Re: [SAtalk] BAYES_XX scores

Matt Kettler Fri, 11 Jul 2003 13:01:32 -0700

At 12:56 PM 7/11/2003 -0500, Genchev, Sergei wrote:

 I use bayes tests and do not use network tests with SA 2.55. Thing that
puzzles me is the default scores for my situation.

 Is there any reason that BAYES_80 score (5.3) is bigger then BAYES_90 score
(4.027) and even BAYES_99 score (5.2)? BAYES_10 vs. BAYES_01 vs. BAYES_00
also look strange.
 As I understand it, bayes gets you a probability that an e-mail is spam.
Why then .9 probability gets less weight than .8 probability?
 If somehow with the current bayes implementation the .9 and bigger score is
more doubtful then .8 then why the same bayes scores when using network
tests steadily going up?
 Can anybody shed a light on it?

You're over-simplifying the system.. The scores would likely be linear if the BAYES rules were the only rules in the entire ruleset.

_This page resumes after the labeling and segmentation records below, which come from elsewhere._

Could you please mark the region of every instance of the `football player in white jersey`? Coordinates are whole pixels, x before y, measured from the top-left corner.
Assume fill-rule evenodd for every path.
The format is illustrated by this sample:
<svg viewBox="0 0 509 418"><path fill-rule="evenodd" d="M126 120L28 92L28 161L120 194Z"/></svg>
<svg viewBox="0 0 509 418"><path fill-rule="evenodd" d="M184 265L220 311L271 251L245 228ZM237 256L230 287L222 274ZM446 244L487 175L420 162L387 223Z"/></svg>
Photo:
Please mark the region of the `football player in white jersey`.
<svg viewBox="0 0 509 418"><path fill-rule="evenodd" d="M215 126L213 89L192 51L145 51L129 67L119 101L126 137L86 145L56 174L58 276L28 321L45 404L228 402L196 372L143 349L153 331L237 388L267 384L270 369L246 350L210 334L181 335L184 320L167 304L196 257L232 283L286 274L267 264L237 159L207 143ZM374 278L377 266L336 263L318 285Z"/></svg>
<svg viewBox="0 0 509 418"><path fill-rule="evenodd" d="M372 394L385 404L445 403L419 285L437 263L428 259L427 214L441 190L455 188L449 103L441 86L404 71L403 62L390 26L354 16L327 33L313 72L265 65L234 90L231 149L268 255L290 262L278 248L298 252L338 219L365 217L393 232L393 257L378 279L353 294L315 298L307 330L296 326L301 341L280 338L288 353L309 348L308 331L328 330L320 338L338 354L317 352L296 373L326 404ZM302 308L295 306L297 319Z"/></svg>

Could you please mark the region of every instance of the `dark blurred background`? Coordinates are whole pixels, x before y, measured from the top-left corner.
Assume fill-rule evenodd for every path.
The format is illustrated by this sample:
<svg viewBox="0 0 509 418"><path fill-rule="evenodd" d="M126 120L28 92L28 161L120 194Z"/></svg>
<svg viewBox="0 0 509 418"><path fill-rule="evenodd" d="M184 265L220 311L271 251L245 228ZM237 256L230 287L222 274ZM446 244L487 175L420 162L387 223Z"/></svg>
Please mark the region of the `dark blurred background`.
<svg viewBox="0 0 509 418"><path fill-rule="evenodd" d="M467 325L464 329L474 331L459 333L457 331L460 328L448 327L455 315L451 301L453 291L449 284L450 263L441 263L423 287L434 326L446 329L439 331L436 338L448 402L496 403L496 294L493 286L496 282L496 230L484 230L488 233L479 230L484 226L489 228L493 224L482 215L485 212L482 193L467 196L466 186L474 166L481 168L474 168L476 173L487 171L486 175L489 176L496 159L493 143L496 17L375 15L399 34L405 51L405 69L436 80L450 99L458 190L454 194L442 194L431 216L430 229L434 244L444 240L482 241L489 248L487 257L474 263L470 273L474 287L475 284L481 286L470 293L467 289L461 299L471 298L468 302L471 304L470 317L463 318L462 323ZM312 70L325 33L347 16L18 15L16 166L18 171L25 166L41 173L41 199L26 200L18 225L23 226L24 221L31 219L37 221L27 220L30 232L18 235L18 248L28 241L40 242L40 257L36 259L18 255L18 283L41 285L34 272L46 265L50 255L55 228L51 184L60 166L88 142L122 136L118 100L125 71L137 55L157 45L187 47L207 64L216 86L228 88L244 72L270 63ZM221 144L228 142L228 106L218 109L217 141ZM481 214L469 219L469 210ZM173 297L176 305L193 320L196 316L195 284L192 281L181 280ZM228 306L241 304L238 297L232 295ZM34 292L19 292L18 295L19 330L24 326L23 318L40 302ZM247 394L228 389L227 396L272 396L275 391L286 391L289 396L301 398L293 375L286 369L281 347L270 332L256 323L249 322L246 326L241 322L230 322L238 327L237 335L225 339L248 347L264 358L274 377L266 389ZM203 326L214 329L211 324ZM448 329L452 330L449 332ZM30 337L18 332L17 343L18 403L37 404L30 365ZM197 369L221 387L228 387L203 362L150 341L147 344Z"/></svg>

However, that's not the case, there's hundreds of other rules in the ruleset. The scores assigned to rules are not just a function of the rule and how much spam it matches. They are really a function of the rule AND what combinations other rules also match the same messages. This is the beauty of what the GA does.. it analyzes a very complex set of patterns and assigns scores which are a "best fit" to real-world data.

Emails which score very high in bayes are also likely to be emails that are super-obvious to the default ruleset and will score high without a high score assigned to the bayes_90. However emails coming in at 80 are more likely to be "sneaky" mails that don't match as many rules in the default rulset, so the extra score might be necessary.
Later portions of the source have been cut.